I have brought the data into Metacoder and created a taxmap object and plotted heat trees, but I would like to subset and/or analyze the data using the fwd_mismatch and rev_mismatch information from the ecoPCR output. My R script follows and I've attached my data files and am hoping someone can help me figure out how to do this. There are additional comments below to clarify what I am trying to do.

## Environment Preparation
# Load libraries
library(metacoder)
library(dplyr)
library(taxa)
library(readr)
library(ape)

# Set working directory
setwd("/Users/lemurbear/Documents/_mine/OSU/Master's/tutorials")

## Data Preparation
# Load data
test_data = read_csv("andersen.csv.txt")
tax_data = read_tsv("taxonomy.txt")
head(test_data)
head(tax_data)

# Combine data
my_test_data = cbind(test_data, tax_data)
head(my_test_data$taxonomy)

# Create taxmap object
test_taxa = parse_tax_data(my_test_data, class_cols = c("taxonomy"), 
                           class_sep = ";", 
                           class_regex = "^([a-z])_(.*)$", 
                           class_key = c("tax_rank" = "taxon_rank", "name" = "taxon_name"))

tail(taxon_names(test_taxa), 40)
head(taxon_ranks(test_taxa), 40)

test_taxa$data$class_data = NULL

## Plotting
# Plot test tree
heat_tree(test_taxa)

# Filter to family
test_taxa %>% 
  filter_taxa(taxon_ranks == "f", supertaxa = TRUE) %>% 
  heat_tree(node_label = taxon_names, 
            node_size = n_obs, 
            node_color = n_obs, 
            layout = "fr")

# Filter taxa to select only samples with mismatches:
#   I'm not sure how to get this to work
test_filter = test_taxa$data$tax_data$fwd_mismatch > 0
head(test_filter)

test_taxa %>% 
  filter_taxa(test_taxa$data$tax_data$fwd_mismatch > 0) %>% 
  filter_taxa(taxon_ranks == "s", supertaxa = TRUE) %>%
  heat_tree(node_label = taxon_names, 
            node_size = n_obs, 
            node_color = n_obs, 
            layout = "fr")

# Would it be possible to plot the heat tree and set node_size and node_color 
# to be associated with the percentage of taxa within a taxonomic group that 
# have a mismatch? i.e.
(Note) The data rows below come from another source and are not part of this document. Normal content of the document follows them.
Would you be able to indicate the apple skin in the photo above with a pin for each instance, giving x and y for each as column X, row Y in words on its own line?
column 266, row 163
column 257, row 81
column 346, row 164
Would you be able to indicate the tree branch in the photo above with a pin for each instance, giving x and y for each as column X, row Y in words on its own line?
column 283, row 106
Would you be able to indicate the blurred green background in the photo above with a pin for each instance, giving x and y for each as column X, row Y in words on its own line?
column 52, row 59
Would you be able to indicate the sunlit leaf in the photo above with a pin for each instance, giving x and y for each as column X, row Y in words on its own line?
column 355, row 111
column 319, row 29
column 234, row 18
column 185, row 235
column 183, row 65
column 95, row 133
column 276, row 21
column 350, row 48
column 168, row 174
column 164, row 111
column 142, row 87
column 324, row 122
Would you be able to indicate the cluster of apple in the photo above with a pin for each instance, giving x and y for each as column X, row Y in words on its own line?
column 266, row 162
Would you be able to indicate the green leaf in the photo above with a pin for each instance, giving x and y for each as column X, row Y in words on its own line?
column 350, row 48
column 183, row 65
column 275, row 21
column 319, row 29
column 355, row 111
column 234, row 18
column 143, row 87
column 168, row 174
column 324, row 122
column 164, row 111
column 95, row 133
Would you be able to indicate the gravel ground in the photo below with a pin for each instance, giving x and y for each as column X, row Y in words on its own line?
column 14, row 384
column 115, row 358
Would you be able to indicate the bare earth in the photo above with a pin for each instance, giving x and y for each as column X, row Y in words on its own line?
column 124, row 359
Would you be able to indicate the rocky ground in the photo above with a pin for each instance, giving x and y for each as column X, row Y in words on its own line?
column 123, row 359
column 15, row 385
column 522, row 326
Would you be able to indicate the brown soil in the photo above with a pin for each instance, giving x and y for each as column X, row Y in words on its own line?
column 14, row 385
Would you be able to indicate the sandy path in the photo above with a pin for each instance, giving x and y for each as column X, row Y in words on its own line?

The percentage of Perciformes with mismatches and then, within
# Perciformes, the percentage of each family with mismatches, and so on.

Many thanks for any and all help!

andersen.csv.txt taxonomy.txt

zachary-foster commented 3 years ago

Hello, I am just about to leave for camping until Monday. I will get back to this then. Sorry for the delay!

zachary-foster commented 3 years ago

Check out the attached example:

## Environment Preparation
# Load libraries
library(metacoder)
library(dplyr)
library(taxa)
library(readr)
library(ape)

# Set working directory
#setwd("/Users/lemurbear/Documents/_mine/OSU/Master's/tutorials")
# See https://www.tidyverse.org/blog/2017/12/workflow-vs-script/

## Data Preparation
# Load data
# test_data = read_csv("andersen.csv.txt") # .txt is not needed
test_data = read_csv("andersen.csv") 
tax_data = read_tsv("taxonomy.txt")
head(test_data)
head(tax_data)

# Combine data
my_test_data = cbind(test_data, tax_data)
head(my_test_data$taxonomy)

# Create taxmap object
test_taxa = parse_tax_data(my_test_data, class_cols = c("taxonomy"), 
                           class_sep = ";", 
                           class_regex = "^([a-z])_(.*)$", 
                           class_key = c("tax_rank" = "taxon_rank", "name" = "taxon_name"))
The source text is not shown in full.